Company aims to improve movie popcorn
Baja Innovation's Flavor Funnel was designed to "distribute the butter more evenly."
ORLANDO -- Someone has come up with a better mousetrap for theater concession stands.
Nothing is more familiar in the moviegoing experience than buttered popcorn. But Baja Innovations is here at ShowEast marketing its Flavor Funnel on the premise that concessionaires have been doing a lousy job of buttering their popcorn for decades.
"Myself and friends and a million other people have always been disgusted by how the butter runs out once you get down to the middle of the popcorn," Baja president and Flavor Funnel inventor Bradley Cimo said. "This helps distribute the butter more evenly."
A long, plastic gizmo that's stuck in the middle of popcorn containers, the funnel has holes for leaking butter throughout. Baja has been marketing the product for six months and is staffing a booth on ShowEast's large trade-show floor for the first time.
Similarly seeking to improve on the status quo, companies like Utah-based Simply Right are demonstrating environmentally friendly cleaning products to theater operators roaming the show floor of the exhibition confab. The green products tend to sell for about 20% more than conventional cleaning materials, but the pitch is that the higher-priced product creates greater goodwill with the moviegoing public.
"It's like organic food products at the supermarket," a rep at one such booth said Wednesday. "So we hope this takes off just like Whole Foods did."
There's lots of show-floor hubbub about products and services connected to 3D cinema these days, and Katherine Beres of Advanced Special Lighting said the burgeoning technology has added an extra dimension to its business line.
"3D has increased our business because 3D lamps burn brighter and have a shorter life," she said.
In a sideline business, Beres' suburban Chicago outfit offers 3D-eyeware washers touted as superior to the commercial washing machines now used in the industry.
"Those leave spots on the glasses," she said. "Ours don't."
Elsewhere on the floor and in several adjacent demo suites, manufacturer reps are huddling with prospective buyers of 4K digital projectors, a next-generation technology in digital cinema.

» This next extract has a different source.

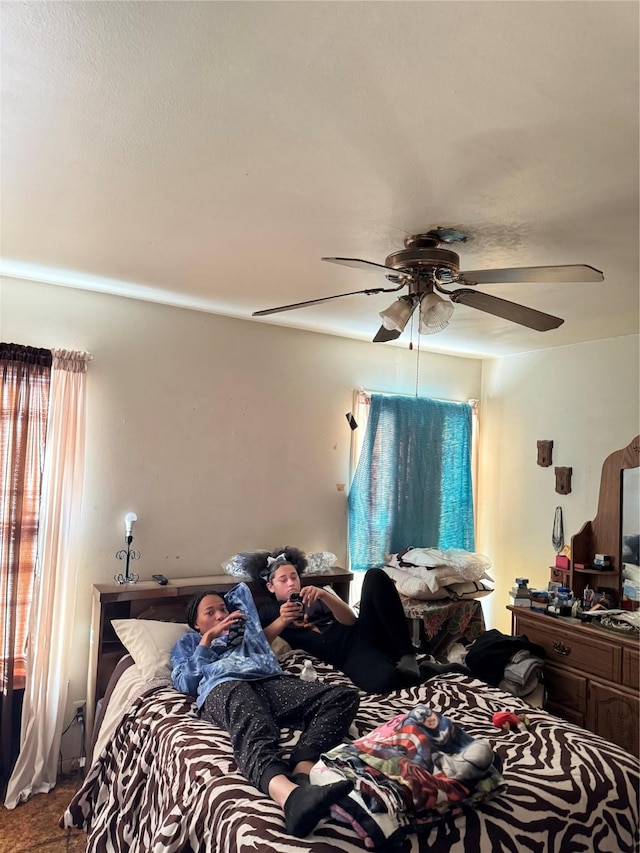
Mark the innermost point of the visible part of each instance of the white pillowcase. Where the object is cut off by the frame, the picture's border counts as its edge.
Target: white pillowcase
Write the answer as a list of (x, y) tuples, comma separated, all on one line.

Sony Electronics, the first to offer the higher-resolution 4K systems, said Wednesday that its worldwide installations have reached 5,000 screens, with orders being processed for 2,000 more. Playing catch-up, Christie, Barco and NEC also are offering 4K projectors as well, using a 4K chip from DLP.
Dolby is demonstrating its 3D-projection system and the recently introduced Dolby Surround 7.1, a seven-speaker theatrical audio system.
But despite the ever-expanding array of digital gadgetry promoted at ShowEast, candy and other food products remain the sweet spot of activity on its trade-show floor.
Yet even there, new twists on old themes are being tried. Surprisingly, it's taken until now for the maker of Red Vines to do a big push for a grape-flavored variant called -- quite unsurprisingly -- Grape Vines.
ShowEast concludes its four-day run at the Marriott Orlando World Center on Thursday with events including an evening awards banquet.